We moved in with senseless optimism and now have a failed policy punctuated with horror. In the midst of all of this there are a lot of soldiers and some civilians who have tried and had some success sin helping Iraqis to build something decent. This has been acomplished despite being seriously undermanned and poorly led from Washington.

But I see only two ways to give the good they have done a chance to survive: either by radically increasing manpower or by partitioning and crossing our fingers that it does not lead to chaos.

But maybe that's not the point either. If you think that torture is the only alternative to being a victim then you have slipped the tracks. If you meant something else, try saying it.


Timothy James Burke - 5/14/2004

Grant, is that it? Victim or torturer? Killer or killed? No in between?

I love my country when it is free. That's what it's about for me. When America is not just more free than anywhere else, but a beacon for freedom everywhere, then I love it deeply and well. When it--or when some of it--turns its back on freedom, when we forget that we all came here to make a better life and assume we are better just because we are destined to be so, when we decide that freedom is less important than revenge, yes, it is harder to love.


Jonathan Dresner - 5/14/2004

Mr. Jones,

You are out of line. Moreover, you are so clearly wrong as to suggest that you either can't read properly or don't care.


Grant W Jones - 5/14/2004

You loved America right after 9/11 because she was a victim. When Americans decided not to be victims, you returned to your usual antipathy and feelings of alienation towards the country and its people.
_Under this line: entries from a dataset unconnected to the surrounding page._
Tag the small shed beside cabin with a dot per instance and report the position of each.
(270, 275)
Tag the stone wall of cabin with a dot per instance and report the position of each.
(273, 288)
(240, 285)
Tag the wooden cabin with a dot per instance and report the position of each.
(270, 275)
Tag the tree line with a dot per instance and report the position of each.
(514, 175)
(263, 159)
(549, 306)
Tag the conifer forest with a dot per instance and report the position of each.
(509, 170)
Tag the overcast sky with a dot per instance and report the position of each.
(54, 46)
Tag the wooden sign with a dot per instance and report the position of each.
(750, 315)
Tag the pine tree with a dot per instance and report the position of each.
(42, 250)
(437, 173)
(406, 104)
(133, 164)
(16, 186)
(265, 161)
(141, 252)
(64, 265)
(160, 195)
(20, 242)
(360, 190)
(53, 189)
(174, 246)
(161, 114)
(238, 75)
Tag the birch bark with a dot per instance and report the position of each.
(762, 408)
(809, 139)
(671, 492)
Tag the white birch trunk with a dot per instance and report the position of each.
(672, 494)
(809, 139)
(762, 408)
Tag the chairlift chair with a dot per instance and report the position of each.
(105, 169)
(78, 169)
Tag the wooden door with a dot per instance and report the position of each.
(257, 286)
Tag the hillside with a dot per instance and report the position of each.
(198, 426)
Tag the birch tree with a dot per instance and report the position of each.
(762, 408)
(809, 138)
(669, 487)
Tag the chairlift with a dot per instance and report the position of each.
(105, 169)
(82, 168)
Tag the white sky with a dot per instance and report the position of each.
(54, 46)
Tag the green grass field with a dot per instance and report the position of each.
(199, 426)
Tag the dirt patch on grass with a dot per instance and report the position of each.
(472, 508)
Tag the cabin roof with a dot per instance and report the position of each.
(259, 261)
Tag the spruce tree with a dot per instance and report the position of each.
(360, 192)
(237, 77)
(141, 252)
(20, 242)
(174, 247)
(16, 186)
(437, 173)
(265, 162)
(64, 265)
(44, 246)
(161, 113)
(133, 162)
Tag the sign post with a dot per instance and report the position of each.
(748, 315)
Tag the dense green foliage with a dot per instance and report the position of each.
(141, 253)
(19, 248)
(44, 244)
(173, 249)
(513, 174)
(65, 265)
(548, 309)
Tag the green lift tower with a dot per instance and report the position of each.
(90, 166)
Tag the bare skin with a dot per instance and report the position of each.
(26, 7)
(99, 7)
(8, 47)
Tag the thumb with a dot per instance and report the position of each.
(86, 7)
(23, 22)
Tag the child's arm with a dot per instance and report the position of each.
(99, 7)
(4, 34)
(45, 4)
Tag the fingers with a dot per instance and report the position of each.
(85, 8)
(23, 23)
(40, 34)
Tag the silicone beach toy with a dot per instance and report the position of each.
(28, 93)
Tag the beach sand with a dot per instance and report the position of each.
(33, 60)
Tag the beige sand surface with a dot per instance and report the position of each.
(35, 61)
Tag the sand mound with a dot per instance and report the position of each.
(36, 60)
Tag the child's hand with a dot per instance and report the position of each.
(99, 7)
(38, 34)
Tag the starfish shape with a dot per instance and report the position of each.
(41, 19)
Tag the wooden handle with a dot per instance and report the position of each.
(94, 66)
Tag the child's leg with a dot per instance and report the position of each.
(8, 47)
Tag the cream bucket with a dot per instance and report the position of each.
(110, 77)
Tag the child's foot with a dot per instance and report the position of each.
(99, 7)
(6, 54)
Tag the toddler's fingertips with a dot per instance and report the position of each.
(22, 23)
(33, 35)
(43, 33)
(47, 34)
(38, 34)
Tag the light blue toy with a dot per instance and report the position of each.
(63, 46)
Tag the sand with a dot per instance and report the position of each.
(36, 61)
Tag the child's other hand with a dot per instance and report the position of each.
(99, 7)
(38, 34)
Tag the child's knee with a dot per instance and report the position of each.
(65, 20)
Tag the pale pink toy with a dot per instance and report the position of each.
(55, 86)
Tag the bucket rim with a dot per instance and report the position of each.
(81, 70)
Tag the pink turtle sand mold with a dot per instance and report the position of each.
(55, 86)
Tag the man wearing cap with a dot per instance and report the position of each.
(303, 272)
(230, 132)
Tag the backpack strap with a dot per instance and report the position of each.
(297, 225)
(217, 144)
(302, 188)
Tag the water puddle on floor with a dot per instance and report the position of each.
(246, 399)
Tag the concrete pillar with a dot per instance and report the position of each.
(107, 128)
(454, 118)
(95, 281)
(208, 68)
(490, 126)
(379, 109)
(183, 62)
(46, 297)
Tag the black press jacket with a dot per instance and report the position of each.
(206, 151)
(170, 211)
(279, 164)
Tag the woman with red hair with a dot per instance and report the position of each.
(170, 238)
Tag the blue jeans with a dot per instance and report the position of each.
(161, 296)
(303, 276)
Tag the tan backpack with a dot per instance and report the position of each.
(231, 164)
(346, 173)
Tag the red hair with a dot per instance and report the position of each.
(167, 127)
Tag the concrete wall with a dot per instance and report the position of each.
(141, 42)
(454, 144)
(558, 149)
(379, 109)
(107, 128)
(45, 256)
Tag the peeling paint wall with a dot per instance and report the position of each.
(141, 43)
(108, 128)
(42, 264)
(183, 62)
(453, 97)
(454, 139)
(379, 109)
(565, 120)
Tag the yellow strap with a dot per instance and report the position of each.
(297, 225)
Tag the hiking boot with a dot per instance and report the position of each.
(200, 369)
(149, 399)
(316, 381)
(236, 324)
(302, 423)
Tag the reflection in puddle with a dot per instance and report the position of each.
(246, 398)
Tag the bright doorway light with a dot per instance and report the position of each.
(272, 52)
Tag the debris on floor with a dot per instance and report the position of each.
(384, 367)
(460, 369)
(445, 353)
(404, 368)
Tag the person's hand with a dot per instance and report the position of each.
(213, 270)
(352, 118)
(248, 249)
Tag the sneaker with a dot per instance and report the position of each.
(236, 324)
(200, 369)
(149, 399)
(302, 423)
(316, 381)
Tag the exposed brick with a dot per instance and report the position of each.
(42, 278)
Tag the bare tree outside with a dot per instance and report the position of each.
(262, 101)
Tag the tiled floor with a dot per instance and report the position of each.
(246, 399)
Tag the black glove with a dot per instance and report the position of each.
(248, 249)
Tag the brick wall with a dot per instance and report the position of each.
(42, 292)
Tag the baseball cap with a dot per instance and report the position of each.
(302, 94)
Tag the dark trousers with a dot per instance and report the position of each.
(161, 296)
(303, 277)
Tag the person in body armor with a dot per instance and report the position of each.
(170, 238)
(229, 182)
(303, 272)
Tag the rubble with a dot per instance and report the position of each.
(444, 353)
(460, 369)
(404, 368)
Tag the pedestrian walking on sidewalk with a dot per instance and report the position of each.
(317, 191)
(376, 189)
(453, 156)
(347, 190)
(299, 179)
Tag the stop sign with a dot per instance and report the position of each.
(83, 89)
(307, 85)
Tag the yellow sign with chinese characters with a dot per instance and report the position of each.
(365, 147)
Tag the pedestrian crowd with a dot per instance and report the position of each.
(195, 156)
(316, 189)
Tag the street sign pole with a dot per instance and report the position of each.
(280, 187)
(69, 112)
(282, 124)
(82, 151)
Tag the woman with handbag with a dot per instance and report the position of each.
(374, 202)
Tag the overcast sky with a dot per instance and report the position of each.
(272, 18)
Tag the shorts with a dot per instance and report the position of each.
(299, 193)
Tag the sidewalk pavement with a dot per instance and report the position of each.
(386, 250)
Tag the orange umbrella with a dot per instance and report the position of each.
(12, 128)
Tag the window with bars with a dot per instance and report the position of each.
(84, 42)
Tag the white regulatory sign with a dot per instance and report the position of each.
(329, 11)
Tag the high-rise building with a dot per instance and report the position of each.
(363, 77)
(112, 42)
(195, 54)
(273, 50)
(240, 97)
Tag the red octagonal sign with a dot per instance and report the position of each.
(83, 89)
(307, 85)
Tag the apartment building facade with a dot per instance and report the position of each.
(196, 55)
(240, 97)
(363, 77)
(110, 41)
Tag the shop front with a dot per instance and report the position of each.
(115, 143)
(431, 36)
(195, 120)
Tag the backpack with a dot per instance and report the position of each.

Ralph E. Luker - 5/14/2004

The implication of this is: that a cabal of underground Kotskoites should abduct Rush Limbaugh and subject him to an intense re-education process (not to say, torture), in hopes of his re-socialization as the prophet of love and peace in our time?


David Lion Salmanson - 5/14/2004

In my classroom, I used my smartboard to look at pictures of Jews in pre-Holocaust Germany. The pictures were of things like to Hasidim with their side curls tied together, a man having his side curls burned off with a lighter, a man being kicked by laughing officers. In each picture, the Nazis had that same weird smile that the American prison guards did. I put up the images side by side: no doubt about it, the same sick smile that says: I am humiliating you because you are less than human, I know it and now you know it. But in the German pictures there are bystanders that are walking by, that are not smiling, but they are not participating. I imagine their inner torment and revulsion. But they did nothing. I don't know what to do, but we cannot do nothing. Court-martials are a start, but there needs to be a wholesale culture and strategy change in the way this war is being conducted. Not only does Rumsfeld need to resign for allowing this, so does Ashcroft, who enabled it by providing legal justifications for such treatment. And obviously a change in leadership come November would help too. America is supposed to be a shining beacon of hope unto the world not an advertisement for the pitfalls of Western Civilization.


Adam Kotsko - 5/14/2004

But in the introduction to Bonhoeffer's Letters and Papers from Prison, he includes a discussion of the fool -- an unpersuadable person, more dangerous than a simply evil person. My head rang with parallels to the populist right in America, and this torture thing has made that all the more clear. For Bonhoeffer, the only cure for the fool is conversion -- which is always miraculous and in some sense violent in B's theology.


Ralph E. Luker - 5/14/2004

Tim, Thanks very much for this. As so often, you articulate much better than I might have my own despair about our current situation. After 9/11, I despaired of passing on to my children a more peaceful and more just world than the one I inherited. After the invasion of Iraq, I despair of hope that even a change of regime in the United States will do much to change the course of things.